Mr. Lieb was a good and useful citizen, alert to community needs and always ready to serve them. In trade and eleemosynary activities he never lagged. His career was featured by a consistent rectitude - the outcome of an underlying ethical perception, which, not neglecting expediency, yet never allowed mere expediency to mislead from the course of right dealing. A fundamentally honest man, unselfish, energetic and far-seeing, his career offers much that is worthy of emulation.

       

In a life of loyalty to worthy causes, loyalty to family was outstanding. A congenial home atmosphere and a beautiful home were a sustaining influence of large importance in enriching his life and engendering fundamental contentment which made possible his wide outside activities.

       

A richly developed personality of very human qualities made Mr. Lieb an interesting character. A keen sense of humor, often relieved the tedium of hard work and the strain of controversy. The humorous aspects of a situation or an experience were rarely lost upon him. He delighted to recount interesting experiences and a story rarely lost interest in his telling.

       

Lieb led an active professional life as a member and officer of several technical and scientific societies and congresses in the United States and Europe, and also served on many industry associations and public commissions related to the energy industry. Honored for his work by both the Italian and French governments, Lieb also received the Edison Medal of the American Institute of Electrical Engineers “For the development and operation of electric central stations for illumination and power.”

       

After becoming a member of the Raccolta Vinciana of Milan during his stay in Italy, Lieb retained a lifelong interest in Leonardo da Vinci, collecting a large library of Vinciana.
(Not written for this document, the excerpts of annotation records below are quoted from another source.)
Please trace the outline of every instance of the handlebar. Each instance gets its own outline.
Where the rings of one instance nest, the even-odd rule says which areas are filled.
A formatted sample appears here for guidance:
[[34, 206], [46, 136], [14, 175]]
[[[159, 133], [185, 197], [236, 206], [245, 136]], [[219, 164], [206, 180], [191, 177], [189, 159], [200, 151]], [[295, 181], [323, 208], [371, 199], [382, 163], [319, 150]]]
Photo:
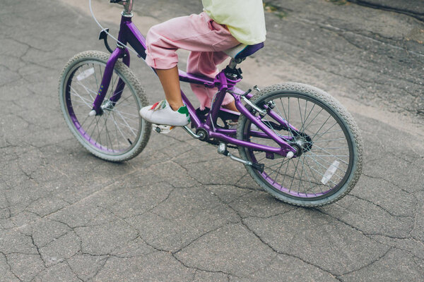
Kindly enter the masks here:
[[122, 16], [132, 17], [132, 4], [133, 0], [110, 0], [110, 3], [116, 3], [124, 6]]

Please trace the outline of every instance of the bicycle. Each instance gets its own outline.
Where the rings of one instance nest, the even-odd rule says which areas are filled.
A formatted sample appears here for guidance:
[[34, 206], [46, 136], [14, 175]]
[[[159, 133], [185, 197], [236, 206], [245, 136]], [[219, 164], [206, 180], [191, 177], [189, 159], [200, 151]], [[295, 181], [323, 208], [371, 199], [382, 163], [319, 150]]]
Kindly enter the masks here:
[[[131, 22], [133, 0], [110, 2], [124, 6], [117, 48], [110, 47], [108, 30], [102, 30], [99, 39], [112, 54], [88, 51], [71, 59], [59, 79], [59, 97], [65, 121], [83, 147], [105, 160], [124, 161], [144, 149], [152, 131], [139, 115], [148, 103], [129, 68], [127, 46], [145, 59], [146, 39]], [[242, 78], [237, 65], [263, 47], [240, 44], [228, 50], [230, 61], [214, 79], [179, 71], [182, 82], [218, 89], [204, 111], [195, 109], [182, 91], [192, 123], [184, 129], [243, 164], [261, 187], [283, 202], [303, 207], [334, 202], [353, 188], [361, 173], [358, 126], [334, 97], [310, 85], [254, 87], [254, 93], [236, 87]], [[234, 97], [240, 112], [220, 107], [225, 93]], [[237, 128], [231, 121], [237, 121]], [[240, 157], [228, 147], [237, 148]]]

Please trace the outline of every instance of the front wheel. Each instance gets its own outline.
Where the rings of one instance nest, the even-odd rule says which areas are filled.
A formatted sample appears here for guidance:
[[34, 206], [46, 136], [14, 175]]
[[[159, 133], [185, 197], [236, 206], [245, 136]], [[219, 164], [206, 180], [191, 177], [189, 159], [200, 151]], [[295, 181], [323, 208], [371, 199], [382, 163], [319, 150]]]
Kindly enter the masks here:
[[[102, 114], [88, 115], [109, 56], [98, 51], [73, 56], [59, 78], [59, 100], [66, 124], [84, 147], [101, 159], [123, 161], [146, 147], [151, 125], [139, 114], [148, 104], [144, 90], [121, 61], [115, 64]], [[111, 99], [112, 96], [119, 97], [117, 101]]]
[[[251, 101], [273, 106], [291, 126], [280, 126], [269, 115], [261, 121], [299, 152], [288, 159], [239, 147], [242, 159], [264, 164], [263, 172], [246, 166], [260, 186], [282, 201], [303, 207], [331, 204], [353, 188], [361, 173], [362, 141], [352, 116], [334, 97], [310, 85], [285, 83], [265, 88]], [[240, 117], [238, 139], [277, 145], [255, 130], [261, 131]]]

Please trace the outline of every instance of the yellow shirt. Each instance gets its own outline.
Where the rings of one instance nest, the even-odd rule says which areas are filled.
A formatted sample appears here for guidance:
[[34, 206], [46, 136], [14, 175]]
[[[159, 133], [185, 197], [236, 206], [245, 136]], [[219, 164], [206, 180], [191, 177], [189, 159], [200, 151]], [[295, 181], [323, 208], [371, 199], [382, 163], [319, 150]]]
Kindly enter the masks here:
[[204, 11], [216, 23], [225, 25], [240, 42], [252, 45], [265, 41], [262, 0], [202, 0]]

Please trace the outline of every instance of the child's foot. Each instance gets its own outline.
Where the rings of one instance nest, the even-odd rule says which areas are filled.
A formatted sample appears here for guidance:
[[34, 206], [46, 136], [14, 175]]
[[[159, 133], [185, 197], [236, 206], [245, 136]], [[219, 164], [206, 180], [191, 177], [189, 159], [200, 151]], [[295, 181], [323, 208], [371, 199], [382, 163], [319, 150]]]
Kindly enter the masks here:
[[150, 123], [167, 125], [184, 126], [190, 122], [187, 106], [174, 111], [166, 100], [142, 108], [140, 116]]

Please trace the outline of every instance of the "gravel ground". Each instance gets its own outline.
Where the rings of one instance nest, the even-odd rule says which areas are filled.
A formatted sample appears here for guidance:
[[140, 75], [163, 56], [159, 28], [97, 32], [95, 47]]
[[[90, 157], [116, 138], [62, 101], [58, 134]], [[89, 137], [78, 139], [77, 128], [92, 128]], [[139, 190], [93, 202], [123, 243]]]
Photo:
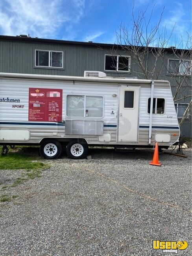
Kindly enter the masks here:
[[[181, 239], [189, 246], [178, 255], [190, 255], [190, 213], [109, 179], [190, 210], [191, 150], [186, 158], [160, 153], [161, 167], [149, 164], [153, 152], [92, 149], [90, 160], [42, 159], [52, 166], [41, 178], [1, 191], [19, 197], [1, 203], [0, 255], [164, 256], [173, 254], [153, 249], [152, 240]], [[20, 173], [1, 171], [1, 179], [8, 184]]]

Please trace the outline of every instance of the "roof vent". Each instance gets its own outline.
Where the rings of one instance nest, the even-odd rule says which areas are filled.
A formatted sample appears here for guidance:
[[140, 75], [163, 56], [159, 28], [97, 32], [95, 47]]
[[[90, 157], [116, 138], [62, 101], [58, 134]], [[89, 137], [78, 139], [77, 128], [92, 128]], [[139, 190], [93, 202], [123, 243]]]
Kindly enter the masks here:
[[107, 75], [101, 71], [84, 71], [84, 77], [106, 77]]

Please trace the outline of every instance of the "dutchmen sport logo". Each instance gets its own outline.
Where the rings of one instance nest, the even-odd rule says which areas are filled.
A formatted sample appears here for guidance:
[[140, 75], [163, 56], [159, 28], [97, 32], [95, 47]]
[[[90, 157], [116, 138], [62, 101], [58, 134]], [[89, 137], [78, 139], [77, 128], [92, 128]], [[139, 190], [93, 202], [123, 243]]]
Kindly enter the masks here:
[[161, 240], [153, 240], [153, 249], [162, 250], [162, 252], [166, 253], [178, 253], [178, 249], [185, 250], [188, 247], [188, 243], [185, 240], [176, 241], [161, 241]]

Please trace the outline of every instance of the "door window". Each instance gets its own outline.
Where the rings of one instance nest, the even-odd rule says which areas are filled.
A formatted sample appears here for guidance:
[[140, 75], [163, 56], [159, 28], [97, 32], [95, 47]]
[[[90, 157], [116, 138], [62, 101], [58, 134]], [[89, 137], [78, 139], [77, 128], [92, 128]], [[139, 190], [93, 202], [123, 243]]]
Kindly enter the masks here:
[[133, 108], [134, 106], [134, 91], [126, 91], [124, 100], [124, 108]]

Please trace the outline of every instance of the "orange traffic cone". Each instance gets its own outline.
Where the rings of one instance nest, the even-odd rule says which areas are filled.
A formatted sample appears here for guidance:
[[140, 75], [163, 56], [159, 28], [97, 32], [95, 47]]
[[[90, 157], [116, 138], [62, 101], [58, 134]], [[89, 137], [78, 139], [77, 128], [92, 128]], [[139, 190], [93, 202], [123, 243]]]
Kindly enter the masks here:
[[158, 166], [161, 165], [161, 163], [159, 161], [158, 143], [157, 142], [155, 144], [153, 160], [150, 163], [150, 164], [153, 165], [158, 165]]

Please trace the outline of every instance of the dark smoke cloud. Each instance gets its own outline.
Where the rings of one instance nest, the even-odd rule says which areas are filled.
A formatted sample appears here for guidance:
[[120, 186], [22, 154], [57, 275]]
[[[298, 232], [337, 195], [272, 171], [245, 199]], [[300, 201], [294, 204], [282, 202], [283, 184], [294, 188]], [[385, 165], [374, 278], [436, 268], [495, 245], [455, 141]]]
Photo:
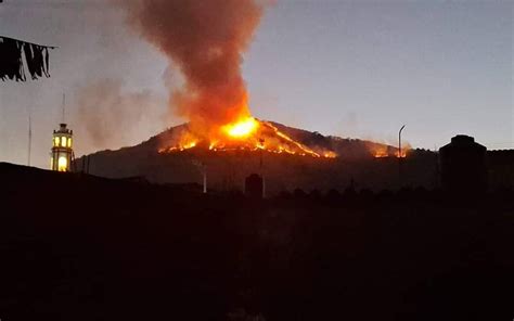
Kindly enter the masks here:
[[77, 137], [81, 137], [85, 150], [139, 143], [142, 132], [146, 134], [145, 131], [163, 127], [151, 120], [163, 118], [152, 115], [163, 113], [163, 100], [149, 90], [124, 92], [120, 80], [104, 79], [80, 88], [75, 104], [78, 111], [75, 124], [80, 124], [81, 128], [77, 129], [83, 131]]
[[170, 105], [194, 125], [216, 126], [249, 115], [241, 75], [264, 11], [254, 0], [124, 1], [128, 22], [178, 65], [184, 77]]

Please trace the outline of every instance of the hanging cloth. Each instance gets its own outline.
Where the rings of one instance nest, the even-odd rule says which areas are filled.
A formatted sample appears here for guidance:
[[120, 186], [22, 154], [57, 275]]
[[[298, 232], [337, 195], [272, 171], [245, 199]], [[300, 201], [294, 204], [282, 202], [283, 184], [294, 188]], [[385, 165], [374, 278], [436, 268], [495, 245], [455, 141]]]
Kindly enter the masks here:
[[48, 50], [54, 48], [0, 37], [0, 79], [26, 81], [25, 68], [33, 80], [50, 77]]

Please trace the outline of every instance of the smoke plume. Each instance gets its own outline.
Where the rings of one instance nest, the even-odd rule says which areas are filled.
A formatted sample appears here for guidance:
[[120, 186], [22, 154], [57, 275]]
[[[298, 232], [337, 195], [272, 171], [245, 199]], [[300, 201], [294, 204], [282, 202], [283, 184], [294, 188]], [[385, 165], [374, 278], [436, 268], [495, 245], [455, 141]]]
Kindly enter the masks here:
[[241, 63], [262, 15], [257, 1], [124, 1], [130, 26], [184, 76], [182, 88], [170, 89], [170, 105], [193, 126], [249, 116]]
[[[78, 119], [82, 127], [82, 150], [139, 142], [142, 134], [153, 134], [155, 119], [162, 119], [163, 101], [149, 90], [125, 92], [120, 80], [103, 79], [79, 88], [76, 94]], [[153, 127], [153, 129], [151, 128]]]

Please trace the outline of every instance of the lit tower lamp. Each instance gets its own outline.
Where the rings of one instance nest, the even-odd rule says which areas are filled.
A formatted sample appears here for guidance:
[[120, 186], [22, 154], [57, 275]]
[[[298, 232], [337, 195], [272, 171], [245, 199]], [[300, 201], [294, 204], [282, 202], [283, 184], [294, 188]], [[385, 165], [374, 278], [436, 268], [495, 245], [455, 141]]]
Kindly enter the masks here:
[[66, 128], [66, 124], [61, 124], [59, 130], [53, 131], [52, 153], [50, 166], [56, 171], [72, 171], [73, 153], [73, 130]]

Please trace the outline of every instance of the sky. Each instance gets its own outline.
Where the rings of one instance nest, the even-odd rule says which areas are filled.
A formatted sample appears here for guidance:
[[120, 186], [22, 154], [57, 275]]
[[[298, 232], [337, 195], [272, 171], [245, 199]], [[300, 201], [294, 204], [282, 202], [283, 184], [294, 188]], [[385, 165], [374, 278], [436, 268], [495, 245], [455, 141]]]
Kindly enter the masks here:
[[[434, 150], [465, 133], [514, 149], [513, 1], [278, 0], [243, 76], [255, 117], [323, 134]], [[53, 129], [75, 154], [117, 150], [183, 123], [181, 77], [101, 0], [5, 0], [0, 35], [57, 46], [50, 78], [0, 82], [0, 162], [48, 168]]]

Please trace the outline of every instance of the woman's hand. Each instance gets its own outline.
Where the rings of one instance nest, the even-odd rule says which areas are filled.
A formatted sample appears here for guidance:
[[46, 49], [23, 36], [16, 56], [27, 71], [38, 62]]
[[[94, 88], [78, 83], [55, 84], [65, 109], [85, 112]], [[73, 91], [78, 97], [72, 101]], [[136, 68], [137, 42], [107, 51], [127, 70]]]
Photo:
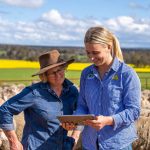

Mr. Lieb’s admiration for Leonardo da Vinci as an engineer, artist and versatile genius did credit to his own innate versatility. He delighted to explore the mind of Leonardo and to make known the astounding prescience of that unique genius.

       

And it is probable that his painstaking research in Vinciana stimulated and enlarged that versatility which was his own conspicuous trait. His lecture on Leonardo as an Engineer before The American Society of Mechanical Engineers was a classic and contributed greatly toward attracting the attention of American engineers to Leonardo’s achievements.

       

An outstanding pioneer in the electrical industry, one of the foremost electrical engineers among central station executives, a man of strong personality with well developed traits of leadership, a staunch and devoted American, a man of marked integrity, high ideals and breadth of vision, and above all a loyal and sympathetic friend, John William Lieb won respectful esteem and attained to a position of honor among those who stand at the head of the electrical industry.

       

Lieb died at his home in New Rochelle, New York, 1 November 1929. The electrical industry lost a renowned leader, the engineering profession one of its outstanding members, and national and civic affairs a constructive influence of oft-proven value.